At long last, Spain looks like it will launch its new regulated slots and exchange betting markets by January 2015. Last week, the Dirección General de Ordenación del Juego (DGOJ) informed Spanish-licensed operators that it expects to receive the European Commission’s blessing on its new slots and exchange betting regulations by June 19. Assuming all goes well, the DGOJ would then submit the final text of the regulations to the government for rubberstamping and publication.
DLA Piper reported that the DGOJ is currently finishing up the technical guidelines for the new products so that operators won’t be flying blind when the tender for applications goes out in September. Operators would have a 30-day window in which to apply. The new slots licenses will be issued simultaneously, ensuring that all operators are ready to charge out the gate when their New Year’s hangovers wear off.
Spain doesn’t intend to put a cap on the number of slots licenses it will issue, but it’s doubtful the expanded online gambling palette will be enough to attract any operators not already holding a DGOJ-issued license. Spain’s regulated online gambling market is already dominated by a handful of licensees so any new operator will not only have to cope with the onerous 25% tax rate but will also have to spend big in order to acquire market share.
CODERE HAS ONE WEEK TO LIVE
But will Codere survive long enough to enjoy some of that online slots revenue? The struggling Madrid-based gaming firm is currently negotiating with creditors to restructure its €1.1b debt. Codere holds a Spanish online gambling license in addition to a large land-based gaming machine and retail betting business. Codere also holds an Italian online gambling license but earns the bulk of its revenue from land-based operations in Mexico and Argentina.

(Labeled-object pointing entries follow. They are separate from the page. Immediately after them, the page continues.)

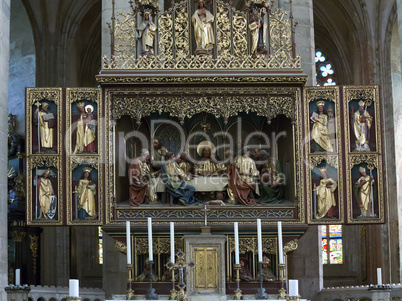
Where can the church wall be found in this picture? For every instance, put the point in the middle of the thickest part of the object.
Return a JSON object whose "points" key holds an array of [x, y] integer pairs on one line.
{"points": [[22, 63], [114, 268], [4, 59]]}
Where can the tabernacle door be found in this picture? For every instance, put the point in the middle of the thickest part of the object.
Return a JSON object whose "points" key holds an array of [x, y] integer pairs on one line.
{"points": [[206, 268]]}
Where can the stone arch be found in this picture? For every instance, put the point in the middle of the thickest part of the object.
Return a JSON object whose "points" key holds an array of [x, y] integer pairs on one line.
{"points": [[344, 36]]}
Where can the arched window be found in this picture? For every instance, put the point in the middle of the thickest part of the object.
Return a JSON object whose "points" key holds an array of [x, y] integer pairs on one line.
{"points": [[324, 70], [332, 244]]}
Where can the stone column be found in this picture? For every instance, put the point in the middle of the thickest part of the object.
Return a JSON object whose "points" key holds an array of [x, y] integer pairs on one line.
{"points": [[397, 114], [120, 6], [4, 59], [305, 44]]}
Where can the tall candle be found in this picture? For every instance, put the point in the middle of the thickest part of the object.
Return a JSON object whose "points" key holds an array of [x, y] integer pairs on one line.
{"points": [[172, 253], [280, 243], [128, 242], [150, 250], [293, 288], [73, 289], [17, 277], [379, 276], [259, 238], [237, 256]]}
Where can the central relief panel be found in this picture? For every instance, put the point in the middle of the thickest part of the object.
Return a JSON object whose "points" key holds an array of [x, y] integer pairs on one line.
{"points": [[170, 156]]}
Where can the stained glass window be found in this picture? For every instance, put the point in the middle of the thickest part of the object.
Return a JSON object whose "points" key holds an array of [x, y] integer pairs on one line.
{"points": [[100, 245], [324, 70], [332, 235]]}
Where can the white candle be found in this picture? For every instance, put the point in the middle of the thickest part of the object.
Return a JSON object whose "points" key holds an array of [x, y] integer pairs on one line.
{"points": [[293, 288], [237, 256], [379, 276], [128, 242], [172, 253], [150, 250], [73, 290], [17, 277], [259, 238], [280, 243]]}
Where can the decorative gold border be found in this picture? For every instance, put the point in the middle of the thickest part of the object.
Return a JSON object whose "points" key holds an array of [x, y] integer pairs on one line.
{"points": [[334, 161], [374, 160], [81, 94], [371, 94], [74, 162], [48, 161], [164, 95], [39, 94], [328, 93], [110, 78]]}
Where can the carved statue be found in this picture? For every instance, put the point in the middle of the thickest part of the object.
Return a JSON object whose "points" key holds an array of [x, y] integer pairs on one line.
{"points": [[271, 186], [258, 30], [46, 196], [319, 133], [146, 32], [86, 196], [204, 34], [139, 175], [325, 195], [207, 164], [361, 121], [173, 177], [47, 122], [158, 154], [86, 128], [364, 192], [241, 178]]}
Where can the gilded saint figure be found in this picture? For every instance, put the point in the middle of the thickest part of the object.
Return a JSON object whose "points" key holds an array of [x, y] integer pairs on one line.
{"points": [[319, 132], [146, 32], [86, 129], [139, 174], [362, 121], [325, 196], [46, 122], [241, 178], [175, 179], [46, 196], [204, 34], [86, 192], [258, 30], [271, 184], [365, 193]]}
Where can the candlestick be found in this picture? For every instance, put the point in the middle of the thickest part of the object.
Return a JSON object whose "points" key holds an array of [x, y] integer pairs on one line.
{"points": [[128, 242], [17, 277], [238, 294], [280, 243], [293, 288], [237, 256], [150, 250], [172, 253], [73, 289], [379, 276], [259, 238]]}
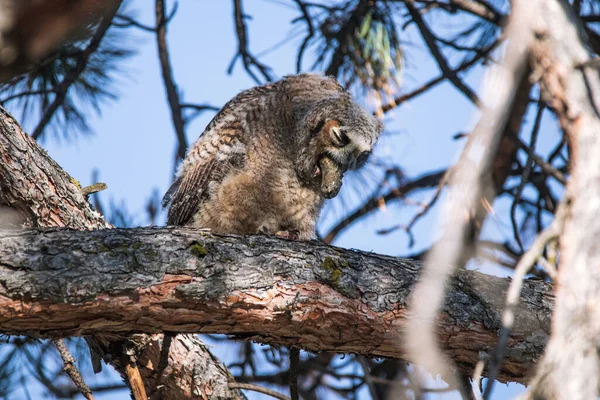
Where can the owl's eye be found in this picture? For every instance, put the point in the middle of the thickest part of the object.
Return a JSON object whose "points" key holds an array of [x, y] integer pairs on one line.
{"points": [[362, 158], [314, 131], [339, 136]]}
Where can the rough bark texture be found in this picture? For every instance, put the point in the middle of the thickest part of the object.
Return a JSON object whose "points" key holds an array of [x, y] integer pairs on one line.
{"points": [[31, 29], [571, 366], [36, 192], [62, 283]]}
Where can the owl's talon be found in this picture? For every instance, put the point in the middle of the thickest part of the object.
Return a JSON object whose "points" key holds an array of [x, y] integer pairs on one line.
{"points": [[290, 235]]}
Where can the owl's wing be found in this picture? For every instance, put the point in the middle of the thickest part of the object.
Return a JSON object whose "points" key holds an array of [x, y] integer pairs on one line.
{"points": [[219, 149]]}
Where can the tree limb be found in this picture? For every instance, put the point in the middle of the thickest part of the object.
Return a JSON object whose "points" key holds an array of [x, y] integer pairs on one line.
{"points": [[60, 282], [570, 367], [35, 191]]}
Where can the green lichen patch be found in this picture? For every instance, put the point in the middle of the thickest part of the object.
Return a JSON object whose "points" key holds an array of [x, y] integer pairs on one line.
{"points": [[334, 269], [198, 250]]}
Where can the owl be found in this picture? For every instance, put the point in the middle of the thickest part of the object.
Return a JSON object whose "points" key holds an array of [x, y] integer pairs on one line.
{"points": [[270, 157]]}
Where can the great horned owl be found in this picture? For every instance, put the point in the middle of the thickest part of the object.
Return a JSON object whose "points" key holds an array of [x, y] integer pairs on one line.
{"points": [[270, 157]]}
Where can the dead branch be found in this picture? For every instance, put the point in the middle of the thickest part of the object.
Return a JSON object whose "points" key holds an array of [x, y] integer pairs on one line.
{"points": [[170, 86], [303, 294], [470, 183]]}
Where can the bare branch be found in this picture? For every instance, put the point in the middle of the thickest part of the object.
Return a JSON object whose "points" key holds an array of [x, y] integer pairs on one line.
{"points": [[170, 86], [470, 183], [248, 60], [429, 39], [71, 369], [569, 369], [73, 74]]}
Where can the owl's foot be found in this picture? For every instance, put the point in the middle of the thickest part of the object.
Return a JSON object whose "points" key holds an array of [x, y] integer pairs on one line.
{"points": [[290, 235], [263, 231]]}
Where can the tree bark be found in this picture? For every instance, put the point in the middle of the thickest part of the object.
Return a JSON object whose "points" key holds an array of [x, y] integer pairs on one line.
{"points": [[36, 192], [305, 294]]}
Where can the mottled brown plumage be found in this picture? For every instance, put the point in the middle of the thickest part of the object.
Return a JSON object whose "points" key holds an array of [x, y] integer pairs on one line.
{"points": [[270, 157]]}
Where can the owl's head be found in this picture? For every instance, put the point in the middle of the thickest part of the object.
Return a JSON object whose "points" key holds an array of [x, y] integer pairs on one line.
{"points": [[338, 136]]}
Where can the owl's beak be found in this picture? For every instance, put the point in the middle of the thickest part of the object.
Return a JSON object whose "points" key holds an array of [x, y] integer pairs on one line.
{"points": [[331, 177]]}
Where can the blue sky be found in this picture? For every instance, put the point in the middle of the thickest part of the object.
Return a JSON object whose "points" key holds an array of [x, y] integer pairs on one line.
{"points": [[134, 143]]}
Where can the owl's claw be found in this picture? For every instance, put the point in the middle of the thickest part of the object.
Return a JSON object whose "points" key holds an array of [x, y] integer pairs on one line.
{"points": [[290, 235]]}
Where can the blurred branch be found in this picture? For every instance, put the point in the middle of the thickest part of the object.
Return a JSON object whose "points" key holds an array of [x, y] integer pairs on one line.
{"points": [[248, 60], [470, 184], [525, 264], [30, 30], [130, 21], [343, 36], [170, 86], [376, 201], [434, 82], [429, 39], [73, 74], [258, 389]]}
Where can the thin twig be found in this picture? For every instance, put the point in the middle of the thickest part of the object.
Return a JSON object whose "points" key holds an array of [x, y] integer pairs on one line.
{"points": [[469, 184], [526, 262], [259, 389], [248, 59], [170, 85], [294, 364], [343, 35], [71, 370], [429, 39], [311, 33], [136, 383], [369, 379], [375, 202], [526, 172]]}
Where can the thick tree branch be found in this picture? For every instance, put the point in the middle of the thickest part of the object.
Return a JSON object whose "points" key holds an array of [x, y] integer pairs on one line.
{"points": [[35, 191], [570, 368], [306, 294]]}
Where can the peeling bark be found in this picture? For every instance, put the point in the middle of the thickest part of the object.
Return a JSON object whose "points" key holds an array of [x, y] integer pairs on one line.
{"points": [[60, 282], [36, 192]]}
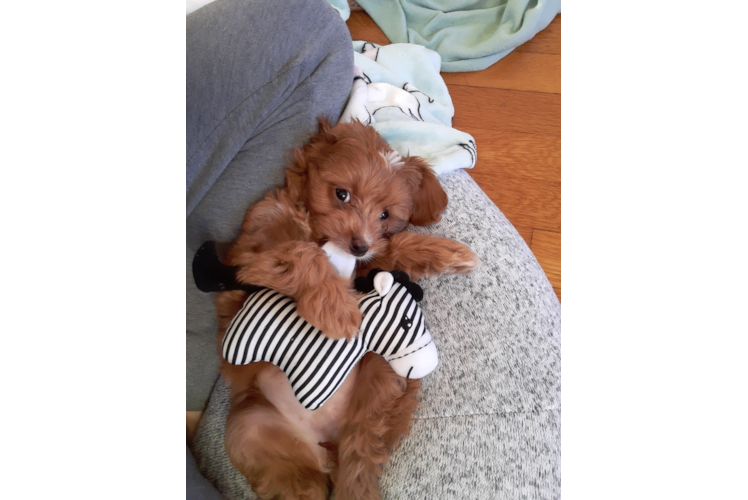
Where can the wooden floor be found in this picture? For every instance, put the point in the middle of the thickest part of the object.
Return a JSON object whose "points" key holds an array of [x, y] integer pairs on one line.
{"points": [[513, 110]]}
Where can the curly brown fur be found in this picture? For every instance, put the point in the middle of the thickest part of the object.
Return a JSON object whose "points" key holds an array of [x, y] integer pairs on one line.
{"points": [[284, 450]]}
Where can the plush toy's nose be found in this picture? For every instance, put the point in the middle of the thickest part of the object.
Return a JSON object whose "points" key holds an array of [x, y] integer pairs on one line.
{"points": [[359, 247]]}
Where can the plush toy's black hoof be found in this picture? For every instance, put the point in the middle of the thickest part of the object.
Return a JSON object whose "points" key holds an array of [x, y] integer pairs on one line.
{"points": [[211, 275]]}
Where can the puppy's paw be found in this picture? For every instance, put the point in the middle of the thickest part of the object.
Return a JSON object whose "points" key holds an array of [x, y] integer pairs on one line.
{"points": [[331, 308]]}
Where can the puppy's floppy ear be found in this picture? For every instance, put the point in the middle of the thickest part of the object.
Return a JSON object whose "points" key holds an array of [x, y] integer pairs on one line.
{"points": [[429, 198]]}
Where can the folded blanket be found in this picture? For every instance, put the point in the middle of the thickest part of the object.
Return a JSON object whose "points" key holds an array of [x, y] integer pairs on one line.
{"points": [[397, 89], [470, 35]]}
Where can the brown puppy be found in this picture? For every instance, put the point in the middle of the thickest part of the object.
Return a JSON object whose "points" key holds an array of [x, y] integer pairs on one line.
{"points": [[347, 186]]}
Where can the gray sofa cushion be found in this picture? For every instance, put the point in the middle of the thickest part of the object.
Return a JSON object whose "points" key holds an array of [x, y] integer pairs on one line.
{"points": [[488, 424]]}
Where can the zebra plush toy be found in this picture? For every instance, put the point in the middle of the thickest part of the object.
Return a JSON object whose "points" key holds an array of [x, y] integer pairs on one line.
{"points": [[268, 328]]}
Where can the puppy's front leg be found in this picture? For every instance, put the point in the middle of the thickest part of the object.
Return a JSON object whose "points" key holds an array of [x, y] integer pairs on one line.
{"points": [[302, 271], [422, 255]]}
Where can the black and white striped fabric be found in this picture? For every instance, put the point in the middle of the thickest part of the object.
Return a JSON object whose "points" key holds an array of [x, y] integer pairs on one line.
{"points": [[268, 328]]}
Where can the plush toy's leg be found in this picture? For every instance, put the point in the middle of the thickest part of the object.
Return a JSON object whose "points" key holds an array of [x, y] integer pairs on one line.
{"points": [[423, 255], [378, 416], [302, 271]]}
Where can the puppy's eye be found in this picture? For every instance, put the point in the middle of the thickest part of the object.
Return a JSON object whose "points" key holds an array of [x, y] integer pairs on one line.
{"points": [[343, 195]]}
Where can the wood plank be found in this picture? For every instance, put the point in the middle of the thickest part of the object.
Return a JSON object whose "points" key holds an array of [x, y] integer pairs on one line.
{"points": [[363, 27], [526, 233], [521, 173], [546, 246], [518, 71], [547, 41], [506, 110], [525, 204], [538, 157]]}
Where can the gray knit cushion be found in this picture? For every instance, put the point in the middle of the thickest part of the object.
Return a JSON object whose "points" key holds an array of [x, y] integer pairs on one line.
{"points": [[488, 424]]}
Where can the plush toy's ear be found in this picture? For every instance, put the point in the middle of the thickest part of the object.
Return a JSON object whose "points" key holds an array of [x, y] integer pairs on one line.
{"points": [[211, 275], [383, 283]]}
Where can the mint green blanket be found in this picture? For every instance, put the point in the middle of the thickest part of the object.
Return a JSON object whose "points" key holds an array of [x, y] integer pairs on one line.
{"points": [[470, 35]]}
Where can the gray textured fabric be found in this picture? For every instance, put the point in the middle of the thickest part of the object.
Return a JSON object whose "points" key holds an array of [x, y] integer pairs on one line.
{"points": [[488, 424], [257, 78], [198, 488]]}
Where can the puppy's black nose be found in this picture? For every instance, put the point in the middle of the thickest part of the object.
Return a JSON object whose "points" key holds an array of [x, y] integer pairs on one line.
{"points": [[358, 247]]}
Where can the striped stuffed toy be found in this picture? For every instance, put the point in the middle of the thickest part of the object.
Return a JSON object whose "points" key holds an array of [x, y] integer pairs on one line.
{"points": [[268, 328]]}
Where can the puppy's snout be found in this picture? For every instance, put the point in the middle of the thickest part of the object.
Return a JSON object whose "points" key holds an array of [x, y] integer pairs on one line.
{"points": [[359, 247]]}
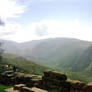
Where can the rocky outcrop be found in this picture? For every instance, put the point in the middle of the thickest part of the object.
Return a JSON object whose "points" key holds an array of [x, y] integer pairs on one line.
{"points": [[49, 81]]}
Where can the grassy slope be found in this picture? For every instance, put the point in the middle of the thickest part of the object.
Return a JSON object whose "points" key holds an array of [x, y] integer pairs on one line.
{"points": [[24, 64]]}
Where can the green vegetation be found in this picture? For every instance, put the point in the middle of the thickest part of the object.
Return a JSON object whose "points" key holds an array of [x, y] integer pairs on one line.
{"points": [[24, 64], [3, 87]]}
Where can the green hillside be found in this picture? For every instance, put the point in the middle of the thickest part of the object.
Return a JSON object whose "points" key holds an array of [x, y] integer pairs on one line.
{"points": [[63, 54], [24, 64]]}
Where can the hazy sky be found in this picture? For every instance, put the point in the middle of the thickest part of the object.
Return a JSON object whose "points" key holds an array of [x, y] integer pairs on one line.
{"points": [[27, 20]]}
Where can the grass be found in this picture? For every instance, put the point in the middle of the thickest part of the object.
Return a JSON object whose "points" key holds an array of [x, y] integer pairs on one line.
{"points": [[3, 87]]}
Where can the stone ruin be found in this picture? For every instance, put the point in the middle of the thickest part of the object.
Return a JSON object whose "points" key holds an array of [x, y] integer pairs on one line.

Having failed to post a profit for eight successive quarters, Codere filed for preliminary creditor protection on Jan. 2. Under the terms of that arrangement, the company was supposed to have worked out a restructuring plan by April 30 or start insolvency proceedings. Creditors, including Canyon Capital Partners and the Blackstone Group, have so far rejected Codere’s proposals but agreed to a 10-day extension in order to give the firm one last chance. Three members of the Martinez Sampedro family that founded Codere in 1980 currently own over two-thirds of the company, but the most recent proposal from bondholders would have given creditors nearly 97% of the company’s equity.